Login   |   ITaP Home > Business Technology > IRM > Data Standards

 

Data Integrity

This term addresses data issues in the environment of relational and distributed databases. This has less to do with the content of data within a database as it does with how that data "relates" with data elsewhere in the same database or in another database. It is intertwined with Data Quality.

In a simple example, if a Student's gender is listed as "FEMALE," then "FEMALE" should be one of the allowable values for gender. No value for gender should be allowed that is not in the list of acceptable values.

In a more important example, if a contributor wishes to give money to a specific account, that account must be contained within the list of acceptable accounts. In an example between databases, if a major contributor's child enrolls at the university, the individual's listed as the student's parents in the Student database should be easily matchable to the individuals in the Donor database.

The surest way of enforcing relational integrity is to apply constraints at the server. These constraints will provide quality assurance to all data which enters the database, regardless of the data's source. However, some purchased applications enforce integrity on the "client side," using the application software to enforce the relationships. This provides much greater opportunity for violations of the database's relational integrity. Not only could parts of the application fail to adequately check all of the incoming data, but data which is loaded "via the backdoor" (such as during migration of legacy data) could easily compromise the integrity of the database.
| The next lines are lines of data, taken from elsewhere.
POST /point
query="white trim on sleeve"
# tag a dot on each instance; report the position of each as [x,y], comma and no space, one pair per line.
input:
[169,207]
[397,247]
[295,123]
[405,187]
It may be possible that some purchased applications cannot be altered to enforce integrity constraints at the server level. Attempting to enforce constraints across the board could have unknown impacts upon the application software. However, it is necessary to ensure and enforce data integrity at some point so any pieces of data which violate the integrity are not passed along to other applications or to end-users.

Therefore, the following specific standards apply to the enforcement of data integrity:

  • OLTP application database must be periodically validated to ensure that they are enforcing data integrity.
  • Likewise, whenever data leaves a purchased OLTP application, it must be checked for data integrity. This is regardless of whether it's heading for an ODS, a Data Warehouse, or some sort of reporting database. This referential integrity must be enforced either through thorough scripting or through the activation of database level constraints. This is critically important where the ODS provides data to another OLTP application.
  • The presence of spaces or "blanks," in the place of nulls, represent a threat to referential integrity and cannot be spread beyond purchased OLTP applications to an ODS, Data Warehouse, or other OLTP application! Spaces/Blanks must be replaced with nulls when data leaves a purchased OLTP which contains spaces/blanks.
  • OLTP's developed in-house must comply with the null standard.
  • Spaces/Blanks must also be trimmed from the end of all alphanumeric fields where spaces/blanks are or may be present.